In per-protocol analysis, which excluded 13 adults who withdrew from the study and seven participants who discontinued treatment, the verapamil group had a greater improvement in C-peptide than the placebo group (mean difference, 0.062 nmol/L/min; 95% CI, 0.005-0.119; P = .034).
The verapamil group had a lower HbA1c level than the placebo group at 1, 2, 3 and 6 months. HbA1c did not differ between the groups at 9 months and 1 year. No difference was observed in total daily insulin dose at any time point. Continuous glucose monitoring metrics were similar between the two groups during the study.
Safety data
The proportion of participants who experience serious adverse events was higher in the placebo group than the verapamil group (11% vs. 7%).

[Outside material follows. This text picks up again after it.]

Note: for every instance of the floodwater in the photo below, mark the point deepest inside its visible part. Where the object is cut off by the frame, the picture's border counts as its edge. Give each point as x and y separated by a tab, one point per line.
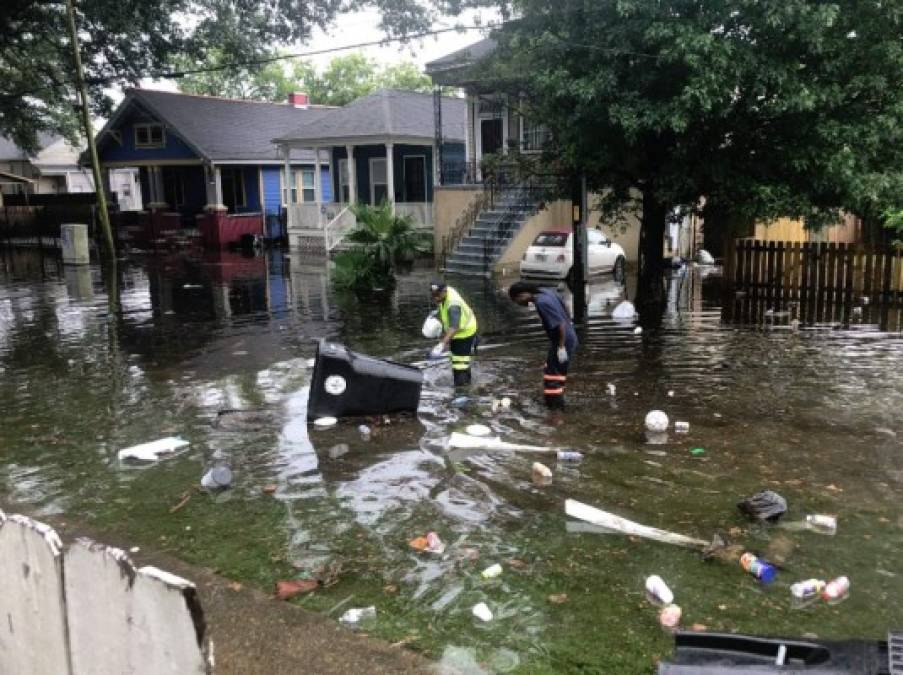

Two grade 4 adverse events occurred with verapamil, one suicide attempt and one case of severe hypoglycemia.
Cardiac disorders were more common among verapamil participants than adults in the placebo group (46% vs. 20%).

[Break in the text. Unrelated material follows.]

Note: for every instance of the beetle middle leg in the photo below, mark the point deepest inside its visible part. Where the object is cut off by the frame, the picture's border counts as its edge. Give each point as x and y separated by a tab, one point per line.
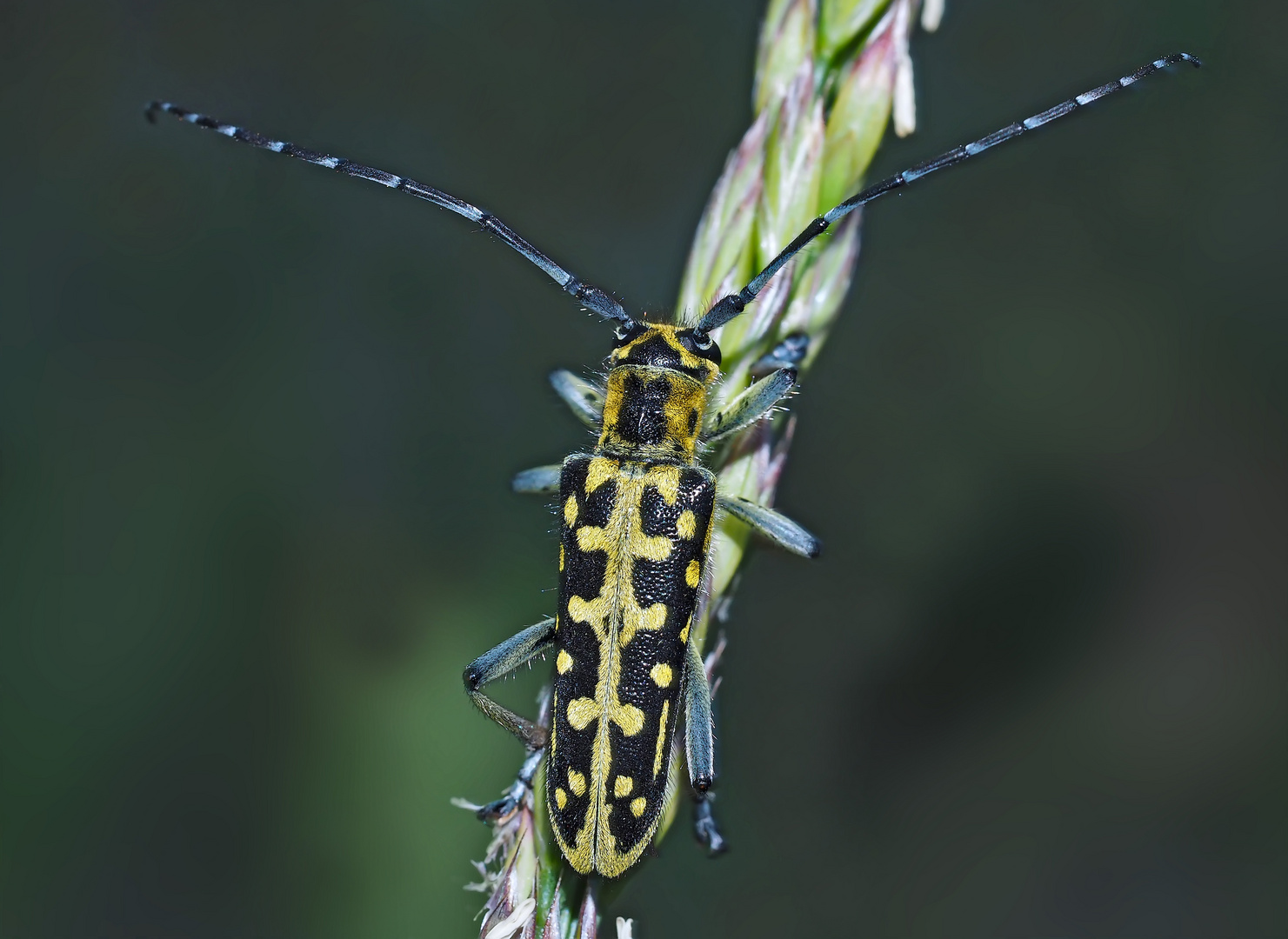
496	663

“First-degree atrioventricular block was the most common verapamil side effect, it was usually mild and reversible upon dose reduction,” Pieber said during the session.

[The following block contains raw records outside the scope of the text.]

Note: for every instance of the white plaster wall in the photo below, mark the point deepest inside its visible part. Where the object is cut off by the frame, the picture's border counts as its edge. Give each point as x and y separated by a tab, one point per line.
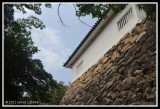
106	39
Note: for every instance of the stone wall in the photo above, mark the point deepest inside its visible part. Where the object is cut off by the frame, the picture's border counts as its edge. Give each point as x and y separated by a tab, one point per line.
125	75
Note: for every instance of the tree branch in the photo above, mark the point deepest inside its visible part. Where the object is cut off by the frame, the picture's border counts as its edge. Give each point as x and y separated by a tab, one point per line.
60	17
79	17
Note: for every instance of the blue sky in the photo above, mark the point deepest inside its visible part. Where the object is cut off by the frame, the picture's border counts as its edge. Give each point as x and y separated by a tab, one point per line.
57	42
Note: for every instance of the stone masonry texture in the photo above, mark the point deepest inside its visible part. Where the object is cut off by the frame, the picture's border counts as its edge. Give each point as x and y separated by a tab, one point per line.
125	75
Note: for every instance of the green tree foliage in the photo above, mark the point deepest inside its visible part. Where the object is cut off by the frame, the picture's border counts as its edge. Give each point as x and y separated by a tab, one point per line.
24	77
100	10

Pieber said more research is needed to further assess verapamil in adults. He said researchers plan to analyze AUC C-peptide at 2 years in the Ver-A-T1D trial to see if C-peptide trajectory changes for the placebo group. Additionally, an open-label extension is planned to assess C-peptide levels with verapamil more than 3 years after treatment initiation.
Pieber also suggested conducting a meta-analysis of randomized controlled trials and performing another trial similar to Ver-A-T1D with a longer follow-up and larger study population.
Sources/Disclosures
Source:
Pieber T. S36a. Presented at: European Association for the Study of Diabetes Annual Meeting; Sept. 15-19, 2025; Vienna.
Disclosures:
Pieber reports receiving research support paid to his institution from Arecor, AstraZeneca, Eli Lilly, Novo Nordisk and Sanofi; and serving as a board member or on an advisory panel for Adocia, Arecor, AstraZeneca, Eli Lilly, Novo Nordisk, Roche Diagnostics and Sanofi.